Im Frühjahr 1986 war das Kloster mehr als fünf Monate lang ohne Telefon, ein auf dem Berg Athos nicht ungewöhnliches Ereignis. Es kam vor, dass einer der Brüder, der im Garten arbeitete, von einem Steinsplitter ins Auge getroffen wurde. Erst nach zwei Tagen kam er ins AHEPA-Krankenhaus in Thessaloniki. Als Herr Georgiadis, Professor für Augenheilkunde und damaliger Vorsitzender der Funkamateurunion Nordgriechenlands, diese Geschichte hörte, empfahl er jemandem im Kloster, Funkamateur zu werden, um im Notfall die Kommunikation zu gewährleisten, für die Sicherheit der Mönche sowie der im Kloster aufbewahrten Schätze und wichtigen mittelalterlichen Schrift- und Kunstdenkmäler.
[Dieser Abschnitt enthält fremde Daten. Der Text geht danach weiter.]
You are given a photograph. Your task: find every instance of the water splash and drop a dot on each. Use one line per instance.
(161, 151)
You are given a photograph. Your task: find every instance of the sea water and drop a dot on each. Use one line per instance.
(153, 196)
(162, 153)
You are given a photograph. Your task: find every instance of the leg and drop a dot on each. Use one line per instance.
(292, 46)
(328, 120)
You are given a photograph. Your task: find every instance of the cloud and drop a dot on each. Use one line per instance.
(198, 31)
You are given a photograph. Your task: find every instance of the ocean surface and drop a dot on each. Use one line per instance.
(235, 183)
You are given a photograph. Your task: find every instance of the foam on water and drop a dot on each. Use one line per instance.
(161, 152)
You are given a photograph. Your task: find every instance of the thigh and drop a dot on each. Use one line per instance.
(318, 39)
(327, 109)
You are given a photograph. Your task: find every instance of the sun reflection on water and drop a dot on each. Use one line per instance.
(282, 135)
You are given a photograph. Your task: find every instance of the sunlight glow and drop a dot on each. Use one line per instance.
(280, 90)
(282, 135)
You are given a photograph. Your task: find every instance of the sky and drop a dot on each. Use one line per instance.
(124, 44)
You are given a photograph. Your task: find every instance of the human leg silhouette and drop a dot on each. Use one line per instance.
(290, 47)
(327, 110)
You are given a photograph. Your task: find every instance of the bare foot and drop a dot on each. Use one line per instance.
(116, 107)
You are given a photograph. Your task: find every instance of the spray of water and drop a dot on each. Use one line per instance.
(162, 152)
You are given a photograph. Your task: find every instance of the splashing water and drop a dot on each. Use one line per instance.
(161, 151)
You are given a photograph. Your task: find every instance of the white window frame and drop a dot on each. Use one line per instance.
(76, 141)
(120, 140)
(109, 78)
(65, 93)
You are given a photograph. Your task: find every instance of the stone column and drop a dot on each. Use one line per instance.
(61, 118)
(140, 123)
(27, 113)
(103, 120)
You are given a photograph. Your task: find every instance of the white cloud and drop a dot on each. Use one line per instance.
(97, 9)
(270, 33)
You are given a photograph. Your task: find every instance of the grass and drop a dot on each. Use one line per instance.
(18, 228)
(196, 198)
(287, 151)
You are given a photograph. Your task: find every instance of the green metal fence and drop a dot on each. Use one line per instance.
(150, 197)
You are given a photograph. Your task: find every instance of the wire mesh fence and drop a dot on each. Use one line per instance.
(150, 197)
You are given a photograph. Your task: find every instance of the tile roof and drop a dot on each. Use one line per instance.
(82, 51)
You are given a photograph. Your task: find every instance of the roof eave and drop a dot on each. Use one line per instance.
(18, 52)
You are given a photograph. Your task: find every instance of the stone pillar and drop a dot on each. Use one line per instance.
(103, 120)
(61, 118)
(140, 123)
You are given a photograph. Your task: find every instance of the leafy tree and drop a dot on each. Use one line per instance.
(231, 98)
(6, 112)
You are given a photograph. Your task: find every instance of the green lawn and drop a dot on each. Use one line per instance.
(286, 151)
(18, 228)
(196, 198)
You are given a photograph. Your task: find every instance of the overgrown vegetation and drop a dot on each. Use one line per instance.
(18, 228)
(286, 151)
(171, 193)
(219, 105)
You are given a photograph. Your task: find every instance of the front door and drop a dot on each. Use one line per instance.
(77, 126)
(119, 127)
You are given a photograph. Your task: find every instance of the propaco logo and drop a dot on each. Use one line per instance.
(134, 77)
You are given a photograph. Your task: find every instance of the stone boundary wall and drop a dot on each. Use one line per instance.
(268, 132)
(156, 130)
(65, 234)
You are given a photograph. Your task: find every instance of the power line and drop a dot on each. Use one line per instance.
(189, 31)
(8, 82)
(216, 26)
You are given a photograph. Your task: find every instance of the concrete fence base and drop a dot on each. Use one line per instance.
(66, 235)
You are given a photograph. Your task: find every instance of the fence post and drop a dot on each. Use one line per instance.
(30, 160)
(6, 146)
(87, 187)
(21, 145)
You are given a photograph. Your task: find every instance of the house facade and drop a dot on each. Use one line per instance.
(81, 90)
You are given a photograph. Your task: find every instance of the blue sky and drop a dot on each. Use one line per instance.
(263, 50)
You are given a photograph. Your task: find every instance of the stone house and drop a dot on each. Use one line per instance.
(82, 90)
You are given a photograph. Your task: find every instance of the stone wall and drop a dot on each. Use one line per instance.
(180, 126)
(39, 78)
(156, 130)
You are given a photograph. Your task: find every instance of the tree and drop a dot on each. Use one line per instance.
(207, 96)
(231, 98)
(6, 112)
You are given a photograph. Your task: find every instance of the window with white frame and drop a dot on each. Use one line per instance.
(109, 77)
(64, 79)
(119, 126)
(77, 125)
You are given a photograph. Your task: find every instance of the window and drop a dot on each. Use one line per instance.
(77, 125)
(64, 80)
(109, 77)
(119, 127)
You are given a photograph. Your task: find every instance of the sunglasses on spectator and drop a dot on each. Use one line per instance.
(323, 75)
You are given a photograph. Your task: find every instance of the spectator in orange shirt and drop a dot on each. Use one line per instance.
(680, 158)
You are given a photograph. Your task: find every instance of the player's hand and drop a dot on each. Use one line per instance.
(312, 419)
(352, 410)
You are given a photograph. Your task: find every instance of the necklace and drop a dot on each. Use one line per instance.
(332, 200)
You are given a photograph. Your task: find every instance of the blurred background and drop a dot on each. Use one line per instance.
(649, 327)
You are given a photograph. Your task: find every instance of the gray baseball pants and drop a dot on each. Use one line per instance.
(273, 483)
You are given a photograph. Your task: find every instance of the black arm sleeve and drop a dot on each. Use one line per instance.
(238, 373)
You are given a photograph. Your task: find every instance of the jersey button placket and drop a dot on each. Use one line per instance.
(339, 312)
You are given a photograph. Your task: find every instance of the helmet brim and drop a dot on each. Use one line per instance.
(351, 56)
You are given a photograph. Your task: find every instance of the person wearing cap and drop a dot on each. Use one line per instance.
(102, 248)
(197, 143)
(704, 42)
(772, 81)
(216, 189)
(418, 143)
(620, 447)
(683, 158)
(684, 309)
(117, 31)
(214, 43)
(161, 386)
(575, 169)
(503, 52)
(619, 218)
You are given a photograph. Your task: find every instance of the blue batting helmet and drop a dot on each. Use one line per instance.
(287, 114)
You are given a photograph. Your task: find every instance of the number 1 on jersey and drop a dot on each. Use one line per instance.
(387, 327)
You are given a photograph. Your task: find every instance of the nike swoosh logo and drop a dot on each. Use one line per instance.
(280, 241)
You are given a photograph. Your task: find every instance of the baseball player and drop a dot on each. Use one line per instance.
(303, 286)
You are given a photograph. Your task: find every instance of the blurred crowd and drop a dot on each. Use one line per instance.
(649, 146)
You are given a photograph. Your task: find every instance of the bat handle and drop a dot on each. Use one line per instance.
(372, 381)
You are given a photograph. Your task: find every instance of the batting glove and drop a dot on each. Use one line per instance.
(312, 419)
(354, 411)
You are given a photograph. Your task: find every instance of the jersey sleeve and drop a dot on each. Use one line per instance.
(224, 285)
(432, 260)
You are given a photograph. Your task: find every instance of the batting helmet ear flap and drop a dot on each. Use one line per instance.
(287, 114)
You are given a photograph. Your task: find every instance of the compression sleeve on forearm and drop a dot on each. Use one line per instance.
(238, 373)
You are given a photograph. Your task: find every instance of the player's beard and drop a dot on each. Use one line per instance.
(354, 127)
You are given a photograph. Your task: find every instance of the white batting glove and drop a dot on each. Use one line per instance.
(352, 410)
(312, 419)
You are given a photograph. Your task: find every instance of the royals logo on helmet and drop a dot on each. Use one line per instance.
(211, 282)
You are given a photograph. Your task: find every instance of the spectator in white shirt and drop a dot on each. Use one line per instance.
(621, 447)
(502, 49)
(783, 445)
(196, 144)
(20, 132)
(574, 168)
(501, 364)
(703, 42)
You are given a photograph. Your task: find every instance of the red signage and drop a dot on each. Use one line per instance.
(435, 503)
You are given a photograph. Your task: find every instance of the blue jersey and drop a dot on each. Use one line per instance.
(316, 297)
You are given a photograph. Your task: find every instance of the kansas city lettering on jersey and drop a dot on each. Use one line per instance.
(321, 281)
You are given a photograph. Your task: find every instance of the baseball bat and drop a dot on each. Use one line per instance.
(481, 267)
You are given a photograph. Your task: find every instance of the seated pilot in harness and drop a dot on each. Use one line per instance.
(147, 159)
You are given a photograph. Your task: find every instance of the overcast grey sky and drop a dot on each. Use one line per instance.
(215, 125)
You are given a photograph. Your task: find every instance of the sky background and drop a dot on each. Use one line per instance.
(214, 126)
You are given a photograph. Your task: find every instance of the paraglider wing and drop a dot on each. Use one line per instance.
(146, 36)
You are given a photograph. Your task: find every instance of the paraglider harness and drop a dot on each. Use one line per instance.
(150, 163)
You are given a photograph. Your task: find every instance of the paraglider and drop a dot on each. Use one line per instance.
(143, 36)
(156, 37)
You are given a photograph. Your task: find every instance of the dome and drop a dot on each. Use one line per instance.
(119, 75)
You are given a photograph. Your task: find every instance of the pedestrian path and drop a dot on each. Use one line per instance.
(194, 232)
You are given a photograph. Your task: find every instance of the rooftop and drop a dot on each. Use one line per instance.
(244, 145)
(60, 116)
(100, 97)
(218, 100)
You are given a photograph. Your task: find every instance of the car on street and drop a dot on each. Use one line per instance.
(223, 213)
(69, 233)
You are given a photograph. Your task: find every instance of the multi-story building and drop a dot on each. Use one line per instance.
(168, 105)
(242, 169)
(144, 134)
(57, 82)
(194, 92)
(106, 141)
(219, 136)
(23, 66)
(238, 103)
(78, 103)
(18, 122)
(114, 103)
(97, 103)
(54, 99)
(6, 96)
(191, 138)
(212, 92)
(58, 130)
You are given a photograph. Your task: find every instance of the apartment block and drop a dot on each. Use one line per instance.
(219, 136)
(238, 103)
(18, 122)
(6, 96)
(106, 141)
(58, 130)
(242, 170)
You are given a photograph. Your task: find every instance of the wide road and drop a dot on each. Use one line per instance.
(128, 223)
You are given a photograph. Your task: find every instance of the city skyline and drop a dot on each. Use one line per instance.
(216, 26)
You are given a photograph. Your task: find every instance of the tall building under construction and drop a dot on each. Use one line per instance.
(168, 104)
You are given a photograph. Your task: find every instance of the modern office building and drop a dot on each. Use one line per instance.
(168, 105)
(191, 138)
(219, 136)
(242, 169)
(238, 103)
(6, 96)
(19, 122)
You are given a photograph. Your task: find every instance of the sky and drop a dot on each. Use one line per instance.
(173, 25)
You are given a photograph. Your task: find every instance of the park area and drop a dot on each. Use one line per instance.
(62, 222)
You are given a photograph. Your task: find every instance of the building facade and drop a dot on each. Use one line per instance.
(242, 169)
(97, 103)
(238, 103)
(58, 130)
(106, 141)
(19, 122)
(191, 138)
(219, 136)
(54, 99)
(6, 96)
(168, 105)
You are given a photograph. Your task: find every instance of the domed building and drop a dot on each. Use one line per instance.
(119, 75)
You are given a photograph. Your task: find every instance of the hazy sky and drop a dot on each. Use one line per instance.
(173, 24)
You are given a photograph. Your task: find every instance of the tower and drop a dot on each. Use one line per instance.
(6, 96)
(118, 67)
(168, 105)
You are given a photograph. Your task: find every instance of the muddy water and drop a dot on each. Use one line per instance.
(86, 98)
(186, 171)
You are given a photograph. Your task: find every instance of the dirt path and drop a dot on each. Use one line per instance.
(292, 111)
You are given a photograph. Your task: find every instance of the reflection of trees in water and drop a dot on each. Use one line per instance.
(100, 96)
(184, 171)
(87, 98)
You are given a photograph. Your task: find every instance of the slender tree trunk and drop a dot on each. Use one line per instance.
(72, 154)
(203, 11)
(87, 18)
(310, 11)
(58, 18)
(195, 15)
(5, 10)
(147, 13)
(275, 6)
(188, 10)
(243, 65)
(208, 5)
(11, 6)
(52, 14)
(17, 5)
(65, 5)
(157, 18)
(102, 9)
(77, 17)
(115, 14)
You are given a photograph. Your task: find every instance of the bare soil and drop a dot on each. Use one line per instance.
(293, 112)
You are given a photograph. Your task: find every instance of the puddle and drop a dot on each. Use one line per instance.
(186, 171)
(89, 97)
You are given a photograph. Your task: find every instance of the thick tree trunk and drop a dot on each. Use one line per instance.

Nach seinem Studium schlug Mönch Apollo den Weg der völligen Hingabe an Christus ein und wurde 1973 Mönch. Seit 1980 ist er Mitglied des Vorstands des Klosters Dochiariou auf der Heiligen Athos-Halbinsel. Zu seinen Kompetenzen gehören Hydraulik, Elektrizität, schwere Maschinen und andere allgemeine Aufgaben im Zusammenhang mit der Instandhaltung des Klosters.
1988 erhielt er eine Konzession, er ist der einzige aktive Funkamateur auf Athos. Die erste Verbindung stellte er 1990 her. Jedes Jahr besuchen ihn Funkamateurfreunde aus aller Welt. Er hatte ein unvergessliches, sehr bewegendes Treffen mit dem russischen Kosmonauten Valery Korzun, R0ISS, mit dem er während seiner sechsmonatigen Mission auf der ISS im Jahr 2002 durch den Austausch digitaler Fotos Kontakte pflegte. Bei seinem Besuch im Kloster zeigte er ihm seine Hütte, von wo aus er Verbindungen zur Raumstation herstellte. Er zeigte ihm auch den Kerzenständer, an dem er jeden Abend eine Kerze für sich und seine Crew anzündete.
Als Mönch muss er sich ständig daran erinnern, dass er ein schweres Erbe von mehr als tausend Jahren auf seinen Schultern trägt. Es ist ein Erbe, das er zutiefst respektiert und sich verpflichtet fühlt, es in der ganzen Welt zu verbreiten. Aus dem fernen Athos, einem Ort, der weiterhin ungestört nach seinen eigenen alten Rhythmen und seiner unveränderten Lebensweise lebt ...
Mit Mönch Apollo, SV2ASP/A Eine seltene Verbindung hatte ich am Abend des 1. Januar 2016 auf dem 80-m-Band. Ich hörte ihm eine Weile zu, als er die Herausforderung stellte. Es war seltsam für mich, dass ihn niemand rief, ich hörte ihn ganz gut. „Ich sagte mein Rufzeichen, er gab mir Bericht 59. Ich fragte ihn zur Sicherheit nach seinem Namen“, sagte Mönch Apollo. Und dann fing es an, die Sender riefen ihn Hals über Kopf wie ein Wespennest!